Ella se sintió ofendida.
– ¿Me tomas el pelo?
– ¡No! Es que el día que lo comimos en la oficina me pareció que sentías curiosidad. -Como Ashling seguía muda, él prosiguió-: Pensé que te gustaría. No hay nada asqueroso, ni siquiera pescado crudo. Es básicamente vegetariano: pepino, aguacate, un poco de cangrejo. Un sushi para principiantes. Si quieres puedo explicarte paso por paso…
Pero la expresión de desconfianza de Ashling le hizo echarse atrás.
– Hummm… Bueno, pues te lo dejo aquí. Espero que te mejores. Ya nos veremos el lunes.
Cuando Jack se hubo marchado, Ted y Joy fueron al salón.
– ¿Qué hay en la bolsa?
– Sushi.
– ¡Sushi! ¿Cómo se le ocurre traerte sushi?
Formaron un corro alrededor de la bolsa de papel, observándola con recelo, como si fuera radiactiva.
– ¿Le echamos un vistazo? -propuso Ted.
– Si quieres… -dijo Ashling.
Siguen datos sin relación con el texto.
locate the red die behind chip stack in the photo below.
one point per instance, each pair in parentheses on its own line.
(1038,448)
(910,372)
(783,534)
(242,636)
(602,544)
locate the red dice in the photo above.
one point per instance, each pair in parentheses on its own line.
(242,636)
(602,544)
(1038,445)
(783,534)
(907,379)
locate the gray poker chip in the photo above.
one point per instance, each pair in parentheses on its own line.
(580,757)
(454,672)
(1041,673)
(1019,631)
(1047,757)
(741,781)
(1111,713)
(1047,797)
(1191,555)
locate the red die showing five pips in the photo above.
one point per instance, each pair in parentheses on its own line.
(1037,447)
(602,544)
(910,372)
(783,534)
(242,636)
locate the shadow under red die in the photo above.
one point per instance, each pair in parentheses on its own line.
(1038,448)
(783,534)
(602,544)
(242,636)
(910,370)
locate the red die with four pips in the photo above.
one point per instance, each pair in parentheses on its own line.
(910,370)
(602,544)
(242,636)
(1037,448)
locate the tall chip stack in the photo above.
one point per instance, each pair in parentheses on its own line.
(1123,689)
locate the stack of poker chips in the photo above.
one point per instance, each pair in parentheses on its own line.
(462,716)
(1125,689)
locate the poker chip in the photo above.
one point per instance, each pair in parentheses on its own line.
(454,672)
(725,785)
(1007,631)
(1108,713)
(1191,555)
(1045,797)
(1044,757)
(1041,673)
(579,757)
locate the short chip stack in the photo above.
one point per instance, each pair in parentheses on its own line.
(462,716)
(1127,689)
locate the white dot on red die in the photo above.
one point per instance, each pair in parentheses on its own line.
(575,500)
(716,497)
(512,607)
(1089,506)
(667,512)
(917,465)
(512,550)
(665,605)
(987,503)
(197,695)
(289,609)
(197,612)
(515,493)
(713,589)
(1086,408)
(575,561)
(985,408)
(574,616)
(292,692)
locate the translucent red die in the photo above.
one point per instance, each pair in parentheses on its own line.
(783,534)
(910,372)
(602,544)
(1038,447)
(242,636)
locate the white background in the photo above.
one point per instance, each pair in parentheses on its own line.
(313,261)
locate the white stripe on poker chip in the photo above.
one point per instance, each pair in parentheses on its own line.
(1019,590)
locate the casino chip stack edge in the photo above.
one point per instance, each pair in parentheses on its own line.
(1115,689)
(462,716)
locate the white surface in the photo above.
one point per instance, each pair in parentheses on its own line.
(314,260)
Ted sacó la caja negra laqueada y, fascinado, contempló los pequeños rollitos de arroz dispuestos en pulcras hileras.
– No sabía que fuera así -comentó Joy.
– Y ¿qué es eso? -preguntó Ted señalando un saquito plateado.
– Salsa de soja -dijo Ashling sin entusiasmo.
– ¿Y esto? -Ted levantó la tapa de un pequeño envase de poliestireno.
– Jengibre.
– ¿Y esto? -Señaló un montoncito de pasta verde.
– No me acuerdo de cómo se llama -admitió Ashling-, pero pica mucho.
Tras una prolongada y cautelosa exploración, Ted cogió el toro por los cuernos.
– Voy a probarlo.
Ashling se encogió de hombros.
– Este parece de pepino. -Ted se lo metió en la boca-. Ahora me limpio el paladar con un poco de jengibre, y luego…
– No, no se hace así -le interrumpió Ashling con fastidio.
– Bueno, pues enséñame tú cómo se hace.